St. Peter explained: "Our policy in heaven is to reward results. Was your congregation well-attuned to you whenever you gave a sermon?"

"Well," the minister had to admit, "some of them fell asleep from time to time."

"Exactly," St. Peter said. "When people rode in this man's taxi, they not only stayed awake -- they even prayed!"

Now, I'm not saying you should drive like a maniac, but there is something to living life to the fullest and not being boring.

Boredom affects everyone. Sadly, it's quite prominent in the workplace, especially for those who perform the same routine job day in and day out. It's the same for people who sit in silence for long periods of time. Boredom makes it tough for people to focus. Boredom weighs you down.

Believe me, this problem affects managers in high-level jobs as well as line workers.

A special-events manager who has a reputation for being the best in the business recently told me she was bored. "Every party looks the same to me," she said. True, I told her -- they look absolutely fabulous.
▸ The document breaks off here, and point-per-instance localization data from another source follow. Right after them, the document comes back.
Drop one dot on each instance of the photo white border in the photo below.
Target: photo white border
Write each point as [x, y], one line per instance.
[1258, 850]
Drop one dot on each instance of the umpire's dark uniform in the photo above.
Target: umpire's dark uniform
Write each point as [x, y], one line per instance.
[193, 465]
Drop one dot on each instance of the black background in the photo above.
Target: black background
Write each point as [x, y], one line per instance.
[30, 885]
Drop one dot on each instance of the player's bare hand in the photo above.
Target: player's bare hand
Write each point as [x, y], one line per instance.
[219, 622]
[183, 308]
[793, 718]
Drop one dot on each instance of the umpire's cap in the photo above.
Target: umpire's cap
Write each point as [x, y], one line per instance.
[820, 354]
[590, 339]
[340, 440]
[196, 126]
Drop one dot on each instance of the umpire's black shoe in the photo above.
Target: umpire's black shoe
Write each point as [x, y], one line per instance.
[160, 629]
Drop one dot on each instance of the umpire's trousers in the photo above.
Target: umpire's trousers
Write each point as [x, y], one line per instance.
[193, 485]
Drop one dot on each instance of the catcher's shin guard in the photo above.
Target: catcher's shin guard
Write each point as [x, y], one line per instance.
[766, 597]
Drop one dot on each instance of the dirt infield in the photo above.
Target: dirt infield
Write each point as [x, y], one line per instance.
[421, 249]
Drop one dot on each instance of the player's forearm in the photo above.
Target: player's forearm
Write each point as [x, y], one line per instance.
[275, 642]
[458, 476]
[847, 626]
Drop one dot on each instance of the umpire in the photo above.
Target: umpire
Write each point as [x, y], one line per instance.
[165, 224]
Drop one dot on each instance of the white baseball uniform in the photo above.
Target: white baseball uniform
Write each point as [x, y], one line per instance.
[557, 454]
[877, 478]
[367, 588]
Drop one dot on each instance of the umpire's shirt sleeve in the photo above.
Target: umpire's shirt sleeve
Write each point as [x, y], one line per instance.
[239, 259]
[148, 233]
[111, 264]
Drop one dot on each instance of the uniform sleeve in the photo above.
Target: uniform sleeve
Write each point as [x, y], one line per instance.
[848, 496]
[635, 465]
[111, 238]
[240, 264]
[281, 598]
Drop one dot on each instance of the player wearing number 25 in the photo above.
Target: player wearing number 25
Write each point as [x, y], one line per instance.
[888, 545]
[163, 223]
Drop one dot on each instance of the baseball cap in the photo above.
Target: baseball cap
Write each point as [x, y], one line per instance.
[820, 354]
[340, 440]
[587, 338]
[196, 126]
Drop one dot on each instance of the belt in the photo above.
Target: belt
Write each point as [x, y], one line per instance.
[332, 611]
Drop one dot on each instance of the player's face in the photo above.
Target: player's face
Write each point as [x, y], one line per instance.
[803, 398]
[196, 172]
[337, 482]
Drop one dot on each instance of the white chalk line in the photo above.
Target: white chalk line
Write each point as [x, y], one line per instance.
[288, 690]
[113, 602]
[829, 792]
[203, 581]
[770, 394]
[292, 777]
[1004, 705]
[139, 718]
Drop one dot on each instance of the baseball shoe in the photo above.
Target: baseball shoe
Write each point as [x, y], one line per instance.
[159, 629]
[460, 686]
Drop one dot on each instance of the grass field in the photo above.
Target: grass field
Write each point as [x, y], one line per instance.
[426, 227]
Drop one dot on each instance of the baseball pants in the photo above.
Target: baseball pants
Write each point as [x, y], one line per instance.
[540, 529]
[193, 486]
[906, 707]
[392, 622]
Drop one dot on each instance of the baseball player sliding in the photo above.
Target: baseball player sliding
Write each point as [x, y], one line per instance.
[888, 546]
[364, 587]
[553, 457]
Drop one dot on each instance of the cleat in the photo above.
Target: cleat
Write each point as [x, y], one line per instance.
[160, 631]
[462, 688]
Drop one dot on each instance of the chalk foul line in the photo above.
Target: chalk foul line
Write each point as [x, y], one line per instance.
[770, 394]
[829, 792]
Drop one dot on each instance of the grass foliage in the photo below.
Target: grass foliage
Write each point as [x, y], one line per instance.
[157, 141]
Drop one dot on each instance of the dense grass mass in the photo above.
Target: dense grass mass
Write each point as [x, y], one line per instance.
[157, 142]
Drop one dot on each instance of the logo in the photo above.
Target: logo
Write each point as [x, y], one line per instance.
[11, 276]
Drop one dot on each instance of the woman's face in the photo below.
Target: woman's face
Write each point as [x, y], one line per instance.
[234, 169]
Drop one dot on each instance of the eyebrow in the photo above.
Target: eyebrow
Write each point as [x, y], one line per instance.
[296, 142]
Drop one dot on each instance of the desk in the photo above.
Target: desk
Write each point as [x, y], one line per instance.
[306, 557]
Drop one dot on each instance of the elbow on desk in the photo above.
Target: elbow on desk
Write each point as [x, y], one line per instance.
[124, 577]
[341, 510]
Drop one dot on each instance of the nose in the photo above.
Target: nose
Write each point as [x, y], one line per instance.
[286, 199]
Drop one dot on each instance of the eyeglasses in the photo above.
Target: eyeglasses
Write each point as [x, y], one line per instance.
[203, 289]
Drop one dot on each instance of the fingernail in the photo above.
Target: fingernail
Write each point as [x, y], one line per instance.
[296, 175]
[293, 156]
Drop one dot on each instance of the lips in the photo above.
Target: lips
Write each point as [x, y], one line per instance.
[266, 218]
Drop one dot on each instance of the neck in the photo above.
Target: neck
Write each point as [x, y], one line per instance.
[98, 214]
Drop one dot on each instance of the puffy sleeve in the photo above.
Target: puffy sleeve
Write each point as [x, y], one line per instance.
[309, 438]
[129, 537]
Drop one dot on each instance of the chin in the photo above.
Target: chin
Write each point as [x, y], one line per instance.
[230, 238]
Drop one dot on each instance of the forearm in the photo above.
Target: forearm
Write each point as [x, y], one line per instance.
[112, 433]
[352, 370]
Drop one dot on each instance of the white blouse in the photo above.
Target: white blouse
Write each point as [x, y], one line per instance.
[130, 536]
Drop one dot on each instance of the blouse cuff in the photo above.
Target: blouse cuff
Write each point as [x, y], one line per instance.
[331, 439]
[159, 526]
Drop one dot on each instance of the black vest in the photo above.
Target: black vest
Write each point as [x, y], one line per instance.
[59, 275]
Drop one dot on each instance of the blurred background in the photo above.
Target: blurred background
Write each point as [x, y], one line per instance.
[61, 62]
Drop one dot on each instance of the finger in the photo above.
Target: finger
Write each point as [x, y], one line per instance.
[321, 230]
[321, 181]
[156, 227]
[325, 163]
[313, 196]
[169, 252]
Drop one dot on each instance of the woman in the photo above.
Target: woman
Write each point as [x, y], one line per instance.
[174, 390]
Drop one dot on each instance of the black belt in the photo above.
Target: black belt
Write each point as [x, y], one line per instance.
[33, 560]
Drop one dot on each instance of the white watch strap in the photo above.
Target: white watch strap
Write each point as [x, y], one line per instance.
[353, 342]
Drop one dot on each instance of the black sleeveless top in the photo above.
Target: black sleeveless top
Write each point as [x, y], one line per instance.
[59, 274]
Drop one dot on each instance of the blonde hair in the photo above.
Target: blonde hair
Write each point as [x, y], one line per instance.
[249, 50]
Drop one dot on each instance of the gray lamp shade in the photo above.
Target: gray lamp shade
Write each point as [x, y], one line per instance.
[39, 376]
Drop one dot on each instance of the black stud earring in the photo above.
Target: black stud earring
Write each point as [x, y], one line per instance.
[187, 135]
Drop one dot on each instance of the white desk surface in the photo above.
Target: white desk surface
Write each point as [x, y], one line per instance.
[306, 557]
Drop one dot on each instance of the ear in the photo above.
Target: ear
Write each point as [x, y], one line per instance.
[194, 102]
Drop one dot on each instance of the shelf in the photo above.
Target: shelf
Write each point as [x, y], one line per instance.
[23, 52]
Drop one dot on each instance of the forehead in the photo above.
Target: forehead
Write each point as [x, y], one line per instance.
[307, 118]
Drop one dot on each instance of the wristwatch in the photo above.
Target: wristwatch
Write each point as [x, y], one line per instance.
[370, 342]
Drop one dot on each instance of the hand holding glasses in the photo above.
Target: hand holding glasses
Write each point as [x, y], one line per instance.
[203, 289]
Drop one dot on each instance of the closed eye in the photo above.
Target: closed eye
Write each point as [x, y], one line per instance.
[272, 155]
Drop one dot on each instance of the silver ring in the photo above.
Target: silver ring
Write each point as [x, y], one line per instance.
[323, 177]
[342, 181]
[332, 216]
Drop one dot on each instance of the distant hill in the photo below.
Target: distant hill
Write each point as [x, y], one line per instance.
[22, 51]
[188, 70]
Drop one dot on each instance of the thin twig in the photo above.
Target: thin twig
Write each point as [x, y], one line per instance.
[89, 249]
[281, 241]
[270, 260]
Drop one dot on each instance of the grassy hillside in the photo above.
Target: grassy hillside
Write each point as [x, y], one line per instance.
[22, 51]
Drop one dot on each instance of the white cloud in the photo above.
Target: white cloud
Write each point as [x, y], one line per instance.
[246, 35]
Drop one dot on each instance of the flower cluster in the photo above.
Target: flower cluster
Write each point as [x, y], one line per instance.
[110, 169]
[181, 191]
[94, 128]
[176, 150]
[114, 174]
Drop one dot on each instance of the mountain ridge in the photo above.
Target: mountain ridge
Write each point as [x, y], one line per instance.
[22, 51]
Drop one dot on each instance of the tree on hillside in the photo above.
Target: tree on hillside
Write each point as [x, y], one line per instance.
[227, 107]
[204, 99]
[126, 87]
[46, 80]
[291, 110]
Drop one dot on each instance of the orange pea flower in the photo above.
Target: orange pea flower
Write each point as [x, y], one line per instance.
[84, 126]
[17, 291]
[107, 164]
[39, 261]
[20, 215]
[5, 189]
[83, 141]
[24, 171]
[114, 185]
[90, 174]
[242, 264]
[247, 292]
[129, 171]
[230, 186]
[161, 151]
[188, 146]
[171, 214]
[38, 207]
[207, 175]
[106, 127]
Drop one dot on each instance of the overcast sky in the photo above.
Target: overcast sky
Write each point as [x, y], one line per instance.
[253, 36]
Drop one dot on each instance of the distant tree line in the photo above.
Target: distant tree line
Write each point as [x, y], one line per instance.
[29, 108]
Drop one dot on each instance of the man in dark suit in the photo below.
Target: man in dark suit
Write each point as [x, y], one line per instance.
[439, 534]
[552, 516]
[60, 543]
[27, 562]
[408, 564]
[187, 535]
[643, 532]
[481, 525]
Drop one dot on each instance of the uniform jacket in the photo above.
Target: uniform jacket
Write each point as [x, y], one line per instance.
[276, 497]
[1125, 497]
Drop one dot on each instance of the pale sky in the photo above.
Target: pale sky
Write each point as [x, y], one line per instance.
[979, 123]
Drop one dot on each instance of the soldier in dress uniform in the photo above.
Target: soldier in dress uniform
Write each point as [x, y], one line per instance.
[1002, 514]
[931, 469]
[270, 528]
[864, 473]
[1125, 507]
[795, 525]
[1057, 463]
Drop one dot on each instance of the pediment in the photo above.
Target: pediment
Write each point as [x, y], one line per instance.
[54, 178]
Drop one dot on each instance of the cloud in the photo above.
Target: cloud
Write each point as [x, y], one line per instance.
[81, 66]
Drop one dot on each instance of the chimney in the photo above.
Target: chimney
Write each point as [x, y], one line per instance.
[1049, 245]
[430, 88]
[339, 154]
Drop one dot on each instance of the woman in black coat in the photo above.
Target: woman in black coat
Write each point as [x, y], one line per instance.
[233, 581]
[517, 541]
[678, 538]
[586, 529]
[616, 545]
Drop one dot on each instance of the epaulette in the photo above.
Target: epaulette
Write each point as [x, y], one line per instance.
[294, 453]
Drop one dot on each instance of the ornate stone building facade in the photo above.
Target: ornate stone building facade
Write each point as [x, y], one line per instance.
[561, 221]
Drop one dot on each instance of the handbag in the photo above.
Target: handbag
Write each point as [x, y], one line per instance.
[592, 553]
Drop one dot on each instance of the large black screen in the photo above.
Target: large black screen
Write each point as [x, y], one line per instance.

I advised her to take time to share the joy she brings her clients. "I guess I forgot about that part," she said.

A customer-relations vice president encourages his staff to think in terms of how many people they helped that day, rather than how many complaints they dealt with. He knows that employees can get discouraged and bored in that line of work, and he wants them to have every reason to love their jobs.

Folks who are chronically bored miss out on a lot of opportunities. Can you improve your job or performance? Is it time to consider a different job? Or do you need to concentrate more on how your job affects others and less on the pay?

When you can't change your job to eliminate boredom, you have to change your state of mind. You need a shot of stimulation. Give your brain some new challenges, even if they aren't work-related. Changing the way you spend some of your time can cause a domino effect on the rest of your time.

Try these tricks:

Do something you want to do. Go to a movie, a museum or a sports event. Listen to your favorite music. Go out with friends. Go to the mall.

Read something new. Pick a book by an author you've never read or an article that will stimulate your imagination.

Get some exercise. Physical activity will get your blood pumping and stimulate endorphin production, making you feel energetic and happier.

Explore your surroundings. Stop ignoring the sights on your way to work, or at work. Look for something original.

Rearrange your space. Sometimes shifting things around at home or at work can force you to look at your surroundings, and your life, in a new light.

Develop a hobby. You may already have one or two, but if not, find something you enjoy.

Volunteer. Helping others is a great antidote to the blahs. And look at the good you're doing.

Change your routine. Take a different route to work. Start the day with something new. Shake up your day, and interesting things may reveal themselves.

Mackay's Moral: You can't soar if you're a bore.